Iconic Dylan girlfriend dies at 67
Rotolo pictured on singer’s second album cover
LOS ANGELES – Suze Rotolo, Bob Dylan’s former girlfriend in Greenwich Village in the early 1960s, who appeared walking arm-in-arm with him on the iconic cover of his album “The Freewheelin’ Bob Dylan,” has died. She was 67.
Rotolo, who played a role in the young Dylan’s evolution as a singer-songwriter and later had a career as an artist, died of cancer Friday at home in Greenwich Village, said her son, Luca Bartoccioli.
She was a 17-year-old art- and poetry-loving civil rights activist from Queens when she met the 20-year-old folk singer from Minnesota at an all-day folk concert at Riverside Church in Manhattan in the summer of 1961.
“Right from the start, I couldn’t take my eyes off her,” Dylan wrote in “Chronicles: Volume One,” his 2004 memoir. “She was the most erotic thing I’d ever seen.”
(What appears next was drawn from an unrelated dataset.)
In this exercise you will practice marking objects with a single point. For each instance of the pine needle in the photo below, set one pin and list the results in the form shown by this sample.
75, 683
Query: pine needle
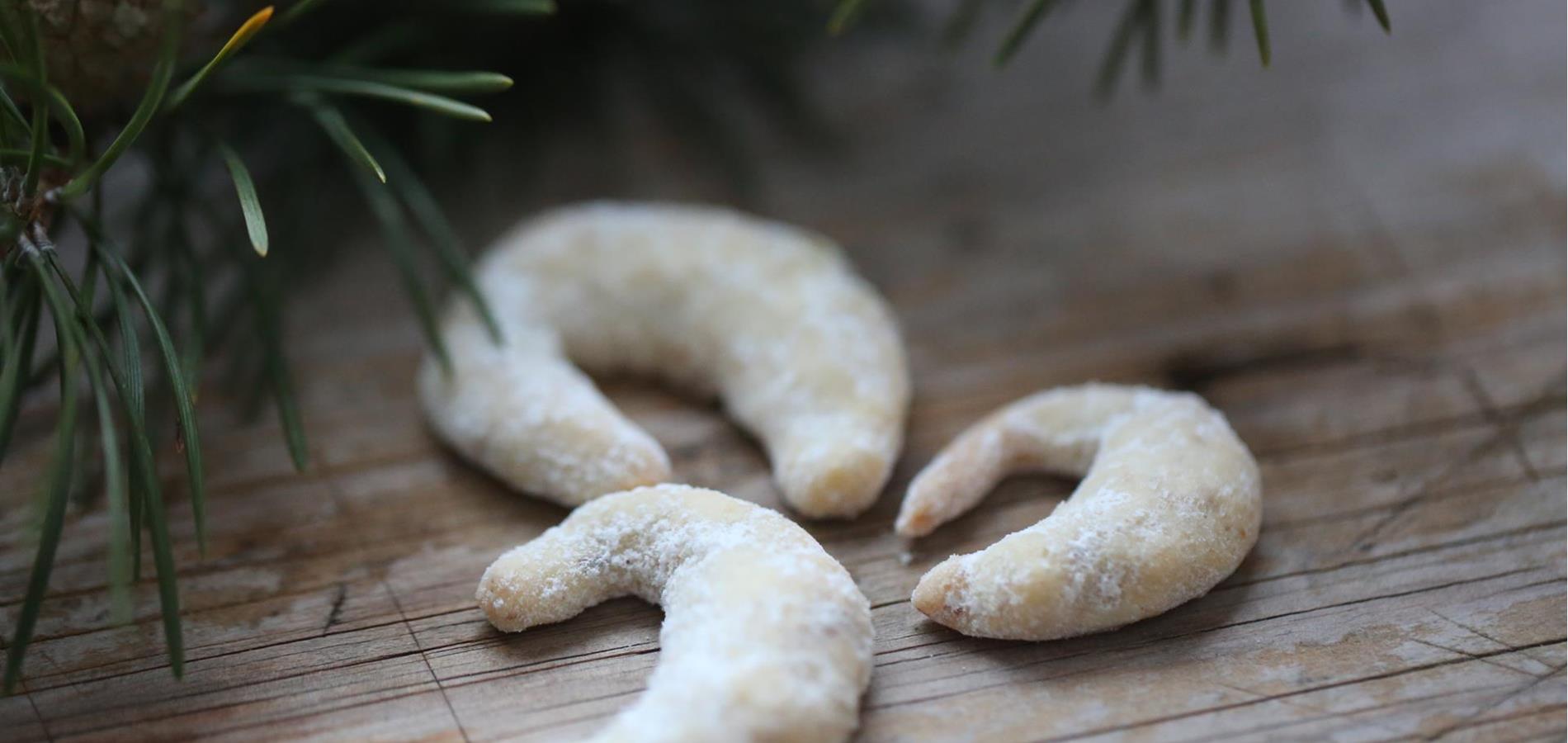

Rotolo later wrote that Dylan “made me think of Harpo Marx, impish and approachable, but there was something about him that broadcast an intensity that was not to be taken lightly.”
So began a four-year relationship that was immortalized on a wintry day in 1963 when photographer Don Hunstein captured the young couple walking down a snowy Greenwich Village street, Dylan’s hands thrust in his pockets and Rotolo’s hands wrapped snuggly around his arm.
The photo became the cover of Dylan’s breakthrough second album, which includes the songs “Blowin’ in the Wind,” “A Hard Rain’s A-Gonna Fall,” “Don’t Think Twice, It’s All Right” and “Masters of War.”
“The Freewheelin’ Bob Dylan” also inspired the title for Rotolo’s 2008 memoir, “A Freewheelin’ Time: A Memoir of Greenwich Village in the Sixties,” which reviewers praised for capturing the era’s Bohemian atmosphere.
“She was happy she came out with it because it kind of helped satisfy people’s curiosity about what went on” with her relationship with Dylan, Rotolo’s son said. But, he added, the book is “about her life – about who she was – and not being just this guy’s girlfriend.”
Rotolo, who moved into a tiny apartment on West Fourth Street in the Village with Dylan when she was 18, is credited with introducing him to modern art and poetry, avant-garde theater and civil-rights politics.
“You could see the influence she had on him,” Sylvia Tyson, of Ian & Sylvia, recalled in a 2008 interview. “This is a girl who was marching to integrate local schools when she was 15.”
After time apart studying art in Italy for six months in 1962, Rotolo resumed her relationship with Dylan. But as his career took off, she found herself unwilling to be just a “string on Dylan’s guitar.”
Their relationship ended after about four years.
In 1967, Rotolo married Italian-born Enzo Bartoccioli, a film editor. Bartoccioli said he understands the enduring interest in his wife’s famous album-cover photo with Dylan.
“She became an icon; nobody cares about anything else,” he said.
His wife, Bartoccioli said, “was very happy” being an artist.
“She was not famous in her own, but she always managed to more or less make a good living,” he said. “She enjoyed very, very much what she was doing.”